Quanto à amizade deleitável, também são suficientes ao homem poucos amigos. De fato, a deleitação exterior [que nos vem] por tais amigos é buscada na vida humana assim como o tempero na comida, o qual, ainda que seja pouco, é suficiente. De onde que poucos amigos serão suficientes ao homem para a deleitação, para que com eles por algum tempo se recreie.

Quanto à amizade segundo a virtude, o homem não pode ter uma imensa multidão de amigos, pelos seguintes motivos. Primeiro, porque a convivência é mais própria da amizade que é segundo a virtude. Ora, não é possível que o homem conviva imoderadamente com uma multidão de homens, e que se distribua de algum modo entre muitos. Assim, deve-se concluir não ser possível possuir muitos amigos segundo a virtude.
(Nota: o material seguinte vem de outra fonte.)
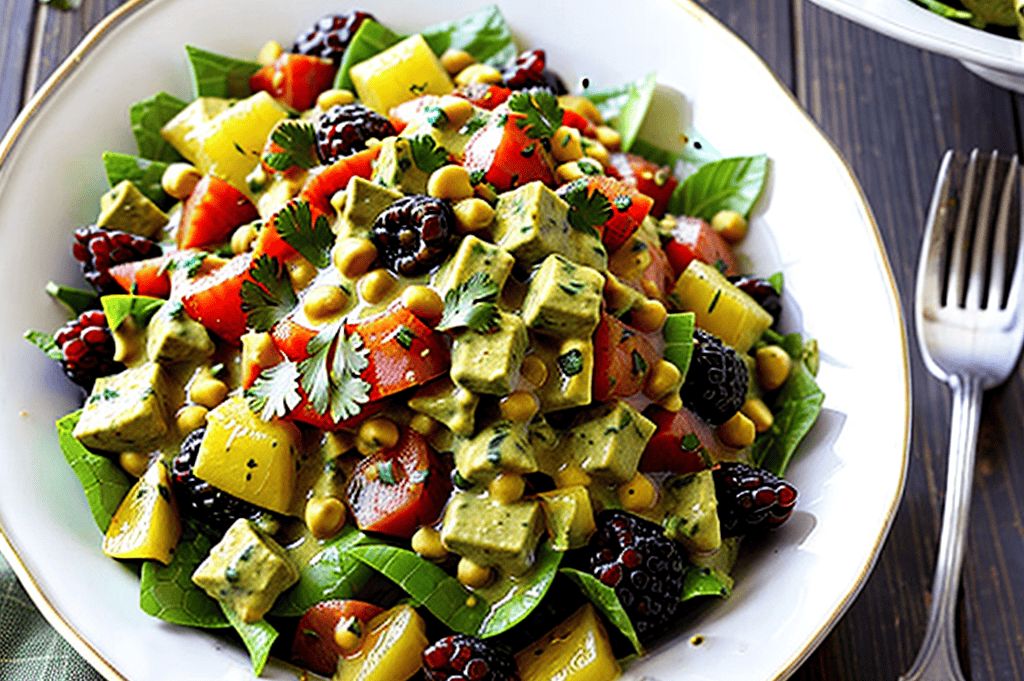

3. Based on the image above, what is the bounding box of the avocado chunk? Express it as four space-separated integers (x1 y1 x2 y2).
97 180 169 239
146 300 215 364
440 491 544 576
433 234 515 299
398 98 487 161
555 401 655 484
490 182 607 271
371 136 449 195
191 518 299 623
454 420 537 484
536 485 596 550
661 470 722 554
73 361 174 452
530 335 594 413
450 310 528 395
407 376 479 437
334 175 403 239
522 254 604 338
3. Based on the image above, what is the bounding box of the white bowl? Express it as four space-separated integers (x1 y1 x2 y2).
0 1 909 679
807 0 1024 91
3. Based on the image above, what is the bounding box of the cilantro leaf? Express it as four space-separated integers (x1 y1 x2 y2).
437 272 500 333
274 200 334 269
240 255 298 332
297 322 371 422
507 90 563 140
408 135 450 175
245 361 303 420
264 121 317 171
24 330 63 361
559 179 611 239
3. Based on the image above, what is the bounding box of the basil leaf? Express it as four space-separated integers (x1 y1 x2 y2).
680 564 732 601
474 542 562 638
750 361 825 476
102 152 172 210
101 295 165 331
184 45 261 99
345 544 487 635
559 567 644 657
270 525 376 617
56 411 133 533
24 330 63 361
334 20 404 91
130 92 188 162
45 281 99 316
221 604 278 677
420 5 517 67
139 518 229 628
668 154 769 221
910 0 974 21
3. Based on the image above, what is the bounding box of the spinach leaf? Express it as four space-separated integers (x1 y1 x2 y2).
668 154 769 221
583 72 657 153
345 544 487 635
221 604 278 677
56 411 133 533
334 20 404 91
139 518 229 628
680 564 732 601
185 45 261 99
270 525 376 617
102 152 172 210
39 0 80 9
420 5 518 67
23 330 62 361
911 0 973 20
559 567 644 657
130 92 188 162
474 542 562 638
101 295 165 331
46 281 99 316
750 360 825 476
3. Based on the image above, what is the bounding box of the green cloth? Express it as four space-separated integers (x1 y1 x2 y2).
0 553 103 680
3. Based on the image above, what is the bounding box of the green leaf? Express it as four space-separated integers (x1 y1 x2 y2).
296 321 371 421
911 0 974 19
273 201 334 269
56 411 133 533
45 282 99 316
245 361 303 421
101 295 165 331
265 121 317 171
750 361 825 476
24 330 63 361
139 518 230 628
680 564 732 601
559 178 611 239
768 271 784 294
39 0 81 9
437 272 500 333
334 20 404 91
616 71 656 153
130 92 188 162
345 544 488 635
474 541 563 638
184 45 261 99
420 5 518 67
221 604 278 676
559 567 644 657
408 136 450 175
668 154 769 221
271 525 377 616
102 152 172 210
241 255 299 332
507 90 563 141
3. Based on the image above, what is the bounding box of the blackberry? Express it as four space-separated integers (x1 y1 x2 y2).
501 49 567 95
53 310 122 389
371 195 454 277
679 328 749 426
583 510 685 642
292 11 375 65
314 103 396 164
422 634 518 681
713 462 797 537
72 225 161 296
728 274 782 328
171 428 265 530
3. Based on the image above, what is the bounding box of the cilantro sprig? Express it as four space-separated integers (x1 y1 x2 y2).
559 179 612 239
240 255 299 332
299 322 371 421
262 121 317 172
246 361 303 421
507 90 563 141
274 200 334 269
437 272 500 333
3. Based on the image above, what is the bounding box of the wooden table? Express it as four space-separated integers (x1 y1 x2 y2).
2 1 1023 679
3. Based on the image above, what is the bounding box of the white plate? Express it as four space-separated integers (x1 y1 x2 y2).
807 0 1024 92
0 1 909 680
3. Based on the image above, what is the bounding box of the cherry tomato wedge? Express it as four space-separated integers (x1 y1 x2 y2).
179 252 254 345
249 53 336 112
108 255 171 298
608 152 678 218
663 216 739 277
462 103 555 193
298 145 381 217
177 175 259 251
592 312 660 402
291 600 385 677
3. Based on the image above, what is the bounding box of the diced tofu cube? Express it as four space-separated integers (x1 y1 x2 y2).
522 254 604 338
407 376 479 437
531 335 593 413
450 310 528 395
398 98 487 161
146 301 215 364
103 461 181 564
661 470 722 554
536 485 596 550
454 420 536 484
194 396 301 515
349 34 454 114
73 362 174 452
97 180 168 239
440 492 544 576
334 176 403 239
191 518 299 623
490 182 607 270
556 401 655 484
433 234 514 299
160 97 231 163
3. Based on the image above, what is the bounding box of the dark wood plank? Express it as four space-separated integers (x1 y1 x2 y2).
0 0 38 136
699 0 796 90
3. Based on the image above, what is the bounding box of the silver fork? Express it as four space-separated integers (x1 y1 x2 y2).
905 149 1024 681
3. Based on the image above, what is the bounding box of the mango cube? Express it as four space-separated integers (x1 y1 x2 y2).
349 34 454 114
194 91 289 192
103 461 181 564
516 604 621 681
335 605 428 681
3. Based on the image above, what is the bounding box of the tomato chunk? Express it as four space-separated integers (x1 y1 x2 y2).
108 255 171 298
462 103 555 193
641 403 736 469
179 252 253 344
663 216 739 277
609 152 678 218
291 600 385 677
177 175 259 251
298 145 380 217
592 312 660 402
249 53 336 112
Segundo, porque o amigo se coalegra com o amigo. Ora, é difícil que alguém se coalegre e se condoa familiarmente com muitos. Com muita probabilidade coincidirá que tenha de deleitar-se com um e intristecer-se com outro, o que é impossível. E assim não será possível possuir muitos amigos. De onde que se conclui que não é bom que o homem busque tornar-se amicíssimo de muitos, porque a perfeita amizade, [isto é, a amizade segundo a virtude], consiste em uma certa superabundância de amor, que não pode ser observada senão para com um só, ou para com muito poucos.